<font size=20>A novel pattern-based edit distance for automatic log parsing</font>

The purpose of this notebook is to allow users to reproduce the experiments described in the paper "A novel pattern-based edit distance for automatic log parsing" by M. Raynal, M.O. Buob and G. Quénot in the International Conference for Pattern Recognition 2022.

# Installation

To install the `pattern_clustering` module, please follow [these steps](https://github.com/nokia/pattern-clustering/wiki/Experiments-with-Drain-and-Logmine).

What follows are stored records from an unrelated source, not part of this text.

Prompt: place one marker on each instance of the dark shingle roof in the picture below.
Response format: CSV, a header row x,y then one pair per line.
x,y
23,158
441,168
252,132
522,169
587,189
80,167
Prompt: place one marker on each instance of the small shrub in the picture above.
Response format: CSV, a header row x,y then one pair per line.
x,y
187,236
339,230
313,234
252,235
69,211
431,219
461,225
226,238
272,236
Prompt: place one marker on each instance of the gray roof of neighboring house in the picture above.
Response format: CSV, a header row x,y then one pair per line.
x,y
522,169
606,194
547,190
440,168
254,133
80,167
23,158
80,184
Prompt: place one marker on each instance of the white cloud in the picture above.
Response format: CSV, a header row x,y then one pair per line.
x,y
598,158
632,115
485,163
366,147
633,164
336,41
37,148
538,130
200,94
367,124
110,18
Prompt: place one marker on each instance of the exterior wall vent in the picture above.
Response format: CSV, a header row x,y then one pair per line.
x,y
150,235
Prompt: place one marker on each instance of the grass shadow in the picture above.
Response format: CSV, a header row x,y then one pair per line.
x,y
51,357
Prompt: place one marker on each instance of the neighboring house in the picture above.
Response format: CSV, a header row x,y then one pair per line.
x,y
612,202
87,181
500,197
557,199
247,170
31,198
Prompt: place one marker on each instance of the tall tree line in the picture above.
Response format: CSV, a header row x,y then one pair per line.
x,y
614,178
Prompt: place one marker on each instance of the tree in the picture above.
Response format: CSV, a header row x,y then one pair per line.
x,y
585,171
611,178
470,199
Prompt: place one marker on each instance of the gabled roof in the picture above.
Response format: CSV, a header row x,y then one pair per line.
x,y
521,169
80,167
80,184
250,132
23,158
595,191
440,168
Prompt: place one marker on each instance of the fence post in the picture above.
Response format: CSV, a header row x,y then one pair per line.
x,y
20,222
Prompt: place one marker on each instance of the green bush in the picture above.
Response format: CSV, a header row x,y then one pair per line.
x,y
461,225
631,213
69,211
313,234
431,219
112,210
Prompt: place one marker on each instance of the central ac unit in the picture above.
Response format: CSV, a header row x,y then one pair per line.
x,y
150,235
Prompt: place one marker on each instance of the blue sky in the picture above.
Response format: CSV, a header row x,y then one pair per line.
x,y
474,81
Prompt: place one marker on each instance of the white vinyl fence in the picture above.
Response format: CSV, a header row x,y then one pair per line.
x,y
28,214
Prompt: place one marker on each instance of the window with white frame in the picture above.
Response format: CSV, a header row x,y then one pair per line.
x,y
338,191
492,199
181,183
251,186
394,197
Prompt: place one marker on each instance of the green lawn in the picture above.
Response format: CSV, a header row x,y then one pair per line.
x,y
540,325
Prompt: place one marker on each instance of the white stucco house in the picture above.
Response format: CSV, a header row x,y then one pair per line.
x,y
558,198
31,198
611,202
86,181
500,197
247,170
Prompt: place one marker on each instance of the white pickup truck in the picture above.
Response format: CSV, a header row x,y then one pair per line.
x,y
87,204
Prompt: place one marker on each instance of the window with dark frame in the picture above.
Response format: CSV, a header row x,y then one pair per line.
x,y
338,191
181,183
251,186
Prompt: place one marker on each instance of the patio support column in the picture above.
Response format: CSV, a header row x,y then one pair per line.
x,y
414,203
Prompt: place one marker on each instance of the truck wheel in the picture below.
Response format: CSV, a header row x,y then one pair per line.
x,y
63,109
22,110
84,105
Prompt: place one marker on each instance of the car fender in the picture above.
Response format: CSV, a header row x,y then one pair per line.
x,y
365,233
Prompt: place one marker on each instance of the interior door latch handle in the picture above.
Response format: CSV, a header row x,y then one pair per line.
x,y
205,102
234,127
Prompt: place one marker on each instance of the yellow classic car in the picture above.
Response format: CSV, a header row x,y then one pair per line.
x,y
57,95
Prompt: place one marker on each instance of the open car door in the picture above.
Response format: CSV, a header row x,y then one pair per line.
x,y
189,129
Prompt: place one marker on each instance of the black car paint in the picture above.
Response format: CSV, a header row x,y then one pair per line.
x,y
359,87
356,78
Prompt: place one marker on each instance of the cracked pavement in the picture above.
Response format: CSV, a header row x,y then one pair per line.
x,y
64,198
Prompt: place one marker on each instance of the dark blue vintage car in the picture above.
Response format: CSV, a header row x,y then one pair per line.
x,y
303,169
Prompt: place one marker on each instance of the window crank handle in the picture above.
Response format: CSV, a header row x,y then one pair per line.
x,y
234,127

# Loading datasets and hyperparameters

## Dataset

In [2]:
import os
from utils import load_data

ROOT_PATH = "../../"
ROOT_LOG_PATH = os.path.join(ROOT_PATH, "logs/")

(templates_dict, logs_dict) = load_data(ROOT_LOG_PATH)
assert templates_dict
assert logs_dict

(templates_dict_modified, logs_dict_modified) = load_data(str(ROOT_LOG_PATH), load_modified=True)
assert templates_dict_modified
assert logs_dict_modified

## Hyperparameters

In [6]:
import pathlib
from utils import load_pattern_collection

PARAMETERS_PATH = pathlib.Path(ROOT_PATH) / "parameters/"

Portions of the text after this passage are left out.